For example, if we have a user called “foo” with the following properties:
{
"role": "user",
"email": "foo@example.org"
}
The following JSON PATCH request could be used to change the role of this user to “admin”, without modifying the email address:
PATCH /api/users/foo HTTP/1.1
Host: example.org
{ "op": "replace", "path": "/role", "value": "admin" }
Although the RFC states that it should include instructions for how the object should be modified, the PATCH
method is commonly (mis)used to include the changed content instead, as shown below. Much like the previous request, this would change the “role” value to “admin” without modifying the rest of the object. This is in contrast to the PUT
method, which would overwrite the entire object, and thus result in an object with no “email” attribute.
PATCH /api/users/foo HTTP/1.1
Host: example.org
{
"role": "admin"
}
As with the PUT
method, this functionality may have access control weaknesses or other vulnerabilities. Additionally, applications may not perform the same level of input validation when modifying an object as they do when creating one. This could potentially allow malicious values to be injected (such as in a stored cross-site scripting attack), or could allow broken or invalid objects that may result in business logic related issues.

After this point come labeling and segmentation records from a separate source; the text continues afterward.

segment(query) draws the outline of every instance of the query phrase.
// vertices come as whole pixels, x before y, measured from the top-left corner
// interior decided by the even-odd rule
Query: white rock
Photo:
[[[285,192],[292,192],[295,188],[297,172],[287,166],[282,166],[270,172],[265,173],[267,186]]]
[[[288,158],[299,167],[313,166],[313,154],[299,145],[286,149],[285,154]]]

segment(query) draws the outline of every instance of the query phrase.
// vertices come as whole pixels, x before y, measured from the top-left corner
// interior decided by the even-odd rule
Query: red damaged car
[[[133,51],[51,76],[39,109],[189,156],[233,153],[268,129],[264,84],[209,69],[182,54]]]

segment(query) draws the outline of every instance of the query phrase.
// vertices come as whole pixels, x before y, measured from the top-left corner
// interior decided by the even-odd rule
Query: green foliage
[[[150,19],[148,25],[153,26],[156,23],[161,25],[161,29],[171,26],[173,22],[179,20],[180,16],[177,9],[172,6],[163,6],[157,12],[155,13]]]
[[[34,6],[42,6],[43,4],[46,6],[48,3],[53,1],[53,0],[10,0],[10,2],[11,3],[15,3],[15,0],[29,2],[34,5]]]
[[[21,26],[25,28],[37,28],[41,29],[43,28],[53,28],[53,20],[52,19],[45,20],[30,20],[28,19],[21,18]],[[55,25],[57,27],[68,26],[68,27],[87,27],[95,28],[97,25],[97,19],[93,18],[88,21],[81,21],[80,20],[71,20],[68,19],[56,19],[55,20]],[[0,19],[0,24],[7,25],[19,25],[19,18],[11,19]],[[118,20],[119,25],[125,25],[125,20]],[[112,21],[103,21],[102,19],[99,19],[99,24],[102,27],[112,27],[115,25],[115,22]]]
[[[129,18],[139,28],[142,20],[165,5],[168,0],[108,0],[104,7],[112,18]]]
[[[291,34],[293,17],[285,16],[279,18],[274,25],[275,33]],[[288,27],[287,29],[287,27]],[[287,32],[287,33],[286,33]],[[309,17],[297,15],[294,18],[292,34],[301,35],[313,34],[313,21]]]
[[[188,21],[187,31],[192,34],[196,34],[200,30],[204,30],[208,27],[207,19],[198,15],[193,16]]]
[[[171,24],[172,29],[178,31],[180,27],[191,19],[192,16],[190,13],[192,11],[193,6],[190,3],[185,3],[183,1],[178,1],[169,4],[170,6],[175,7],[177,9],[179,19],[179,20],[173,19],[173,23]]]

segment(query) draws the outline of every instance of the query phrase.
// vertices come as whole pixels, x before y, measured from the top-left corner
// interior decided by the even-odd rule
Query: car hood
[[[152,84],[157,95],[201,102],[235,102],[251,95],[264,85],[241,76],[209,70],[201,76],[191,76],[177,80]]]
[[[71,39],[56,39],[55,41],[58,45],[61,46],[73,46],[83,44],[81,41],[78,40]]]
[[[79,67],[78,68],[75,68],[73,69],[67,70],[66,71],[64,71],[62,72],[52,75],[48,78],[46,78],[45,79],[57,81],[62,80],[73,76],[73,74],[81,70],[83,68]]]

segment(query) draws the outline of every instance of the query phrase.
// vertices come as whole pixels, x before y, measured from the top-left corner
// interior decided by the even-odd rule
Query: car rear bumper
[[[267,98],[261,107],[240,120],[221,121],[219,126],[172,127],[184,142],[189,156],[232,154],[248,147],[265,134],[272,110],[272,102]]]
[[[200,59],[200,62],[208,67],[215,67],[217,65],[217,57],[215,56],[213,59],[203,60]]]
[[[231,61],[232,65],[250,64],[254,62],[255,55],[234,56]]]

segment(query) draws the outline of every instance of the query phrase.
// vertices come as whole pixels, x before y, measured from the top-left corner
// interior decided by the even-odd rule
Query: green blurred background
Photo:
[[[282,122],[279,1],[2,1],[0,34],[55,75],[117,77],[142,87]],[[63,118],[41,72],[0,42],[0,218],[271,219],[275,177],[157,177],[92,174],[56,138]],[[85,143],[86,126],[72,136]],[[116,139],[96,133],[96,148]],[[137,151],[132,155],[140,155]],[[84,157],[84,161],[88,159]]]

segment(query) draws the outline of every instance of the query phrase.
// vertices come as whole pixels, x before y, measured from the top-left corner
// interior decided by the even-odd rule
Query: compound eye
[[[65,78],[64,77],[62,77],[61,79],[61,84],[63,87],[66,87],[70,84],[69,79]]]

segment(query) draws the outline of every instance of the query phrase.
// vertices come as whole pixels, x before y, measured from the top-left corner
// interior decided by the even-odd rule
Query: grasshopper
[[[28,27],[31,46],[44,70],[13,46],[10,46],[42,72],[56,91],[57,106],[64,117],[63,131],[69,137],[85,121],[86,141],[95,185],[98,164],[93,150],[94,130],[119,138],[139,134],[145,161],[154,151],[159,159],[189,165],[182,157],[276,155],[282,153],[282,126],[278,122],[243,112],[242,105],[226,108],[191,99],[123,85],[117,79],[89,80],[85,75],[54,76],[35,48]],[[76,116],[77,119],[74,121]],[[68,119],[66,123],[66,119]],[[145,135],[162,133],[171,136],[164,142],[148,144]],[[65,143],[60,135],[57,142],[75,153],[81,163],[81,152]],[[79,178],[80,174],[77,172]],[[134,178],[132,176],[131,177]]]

Testing for Access Control Bypass
If a page on the application redirects users to a login page with a 302 code when they attempt to access it directly, it may be possible to bypass this by making a request with a different HTTP method, such as HEAD
, POST
or even a made up method such as FOO
. If the web application responds with a HTTP/1.1 200 OK
rather than the expected HTTP/1.1 302 Found
, it may then be possible to bypass the authentication or authorization. The example below shows how a HEAD
request may result in a page setting administrative cookies, rather than redirecting the user to a login page:
HEAD /admin/ HTTP/1.1
Host: example.org
HTTP/1.1 200 OK
[...]
Set-Cookie: adminSessionCookie=[...];
Alternatively, it may be possible to make direct requests to pages that cause actions, such as:
HEAD /admin/createUser.php?username=foo&password=bar&role=admin HTTP/1.1
Host: example.org
Or:
FOO /admin/createUser.php
Host: example.org
Content-Length: 36
username=foo&password=bar&role=admin
Testing for HTTP Method Overriding
Some web frameworks provide a way to override the actual HTTP method in the request. They achieve this by emulating the missing HTTP verbs and passing some custom headers in the requests. The main purpose of this is to circumvent a middleware application (such as a proxy or web application firewall) which blocks specific methods. The following alternative HTTP headers could potentially be used:
X-HTTP-Method
X-HTTP-Method-Override
X-Method-Override
To test this, consider scenarios where restricted verbs like PUT
or DELETE
return a 405 Method not allowed
. In such cases, replay the same request, but add the alternative headers for HTTP method overriding. Then, observe the system’s response. The application should respond with a different status code (e.g. 200 OK
) in cases where method overriding is supported.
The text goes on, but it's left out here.